En cualquier caso, la solución a la que se llegue en los próximos días para fijar el arsenal de la Unión Europea en la crisis abierta por la emergencia sanitaria debe tener en cuenta que la Unión Monetaria es la mezcla de diferentes culturas políticas y económicas, como bien expresó Brunnermeier en “El Euro y la Batalla de las Ideas”. En el norte, el apego a las normas que evita excesos y arbitrariedades. En el sur, la flexibilidad que permite adecuarse a la situación. La solución a este dilema no puede ser elegir ente una u otra cultura política, sino una apropiada combinación. La solidaridad, en el sentido fuerte del término, no supone una “caridad progre”, sino el reconocimiento político de la interdependencia existente entre los diferentes miembros de la Unión Europea.

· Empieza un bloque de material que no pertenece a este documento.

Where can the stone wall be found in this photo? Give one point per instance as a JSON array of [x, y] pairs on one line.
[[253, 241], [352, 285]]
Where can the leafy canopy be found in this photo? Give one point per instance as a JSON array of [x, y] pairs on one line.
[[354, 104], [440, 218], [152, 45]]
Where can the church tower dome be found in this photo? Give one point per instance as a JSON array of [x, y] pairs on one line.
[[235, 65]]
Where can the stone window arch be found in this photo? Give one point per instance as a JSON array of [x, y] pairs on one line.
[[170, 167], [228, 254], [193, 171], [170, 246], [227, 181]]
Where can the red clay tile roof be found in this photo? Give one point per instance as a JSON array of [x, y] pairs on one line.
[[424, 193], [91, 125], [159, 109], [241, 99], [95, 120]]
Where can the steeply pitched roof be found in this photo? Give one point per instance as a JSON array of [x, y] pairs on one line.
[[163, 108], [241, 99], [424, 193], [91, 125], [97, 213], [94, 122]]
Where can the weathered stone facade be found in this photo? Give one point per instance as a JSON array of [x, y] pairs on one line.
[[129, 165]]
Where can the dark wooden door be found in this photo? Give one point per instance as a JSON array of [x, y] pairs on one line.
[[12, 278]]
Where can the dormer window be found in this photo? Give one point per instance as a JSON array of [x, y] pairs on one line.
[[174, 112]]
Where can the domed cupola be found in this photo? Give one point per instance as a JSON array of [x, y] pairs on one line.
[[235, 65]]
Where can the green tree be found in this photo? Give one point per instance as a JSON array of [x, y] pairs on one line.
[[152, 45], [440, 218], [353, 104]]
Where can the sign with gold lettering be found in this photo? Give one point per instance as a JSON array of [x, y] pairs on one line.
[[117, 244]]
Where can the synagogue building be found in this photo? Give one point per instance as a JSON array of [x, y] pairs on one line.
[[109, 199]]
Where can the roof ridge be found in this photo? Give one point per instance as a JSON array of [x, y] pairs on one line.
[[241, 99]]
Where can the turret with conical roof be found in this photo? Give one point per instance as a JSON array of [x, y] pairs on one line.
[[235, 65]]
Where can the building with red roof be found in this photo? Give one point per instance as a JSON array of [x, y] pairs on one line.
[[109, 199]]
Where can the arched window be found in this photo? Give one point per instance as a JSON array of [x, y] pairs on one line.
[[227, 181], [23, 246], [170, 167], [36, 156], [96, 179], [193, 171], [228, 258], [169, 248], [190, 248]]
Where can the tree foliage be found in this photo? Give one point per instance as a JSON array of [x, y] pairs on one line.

De esta manera, es absolutamente justo y pertinente que España exija solidaridad en estos momentos por parte de los países del norte, que son, por otro lado, los más beneficiados por el mercado único, como está totalmente acreditado. Pero también estaría bien que, en reciprocidad, España mantuviera una mayor solidaridad interna, y un marco fiscal propio más sólido. Entre 2015 y 2017, España perdió más de 15.000 millones de euros por rebajar impuestos, en un momento en el que crecía al 3%. Las deducciones fiscales cuya eficacia estaba analizando la AIReF sumaban más de 30.000 millones de euros. Se han tomado decisiones de gasto automático sin tener en cuenta su pertinencia y su impacto social, únicamente movidos por la presión pública. España sigue teniendo una presión fiscal varios puntos por debajo de la media de la Eurozona, teniendo además uno de los sistemas fiscales donde los ingresos y gastos públicos son menos correctores de la desigualdad. Todos deberíamos aprender, de una vez, de estas crisis: los países del Norte pueden ser más solidarios y estar más abiertos a una mayor mutualización de riesgos, y los países del Sur -y España entre ellos- a mejorar su disciplina fiscal y su solidaridad interna.

Si la Unión Europea sale de esta, y esperemos que sí, todos tendremos que reflexionar y cambiar. De una vez.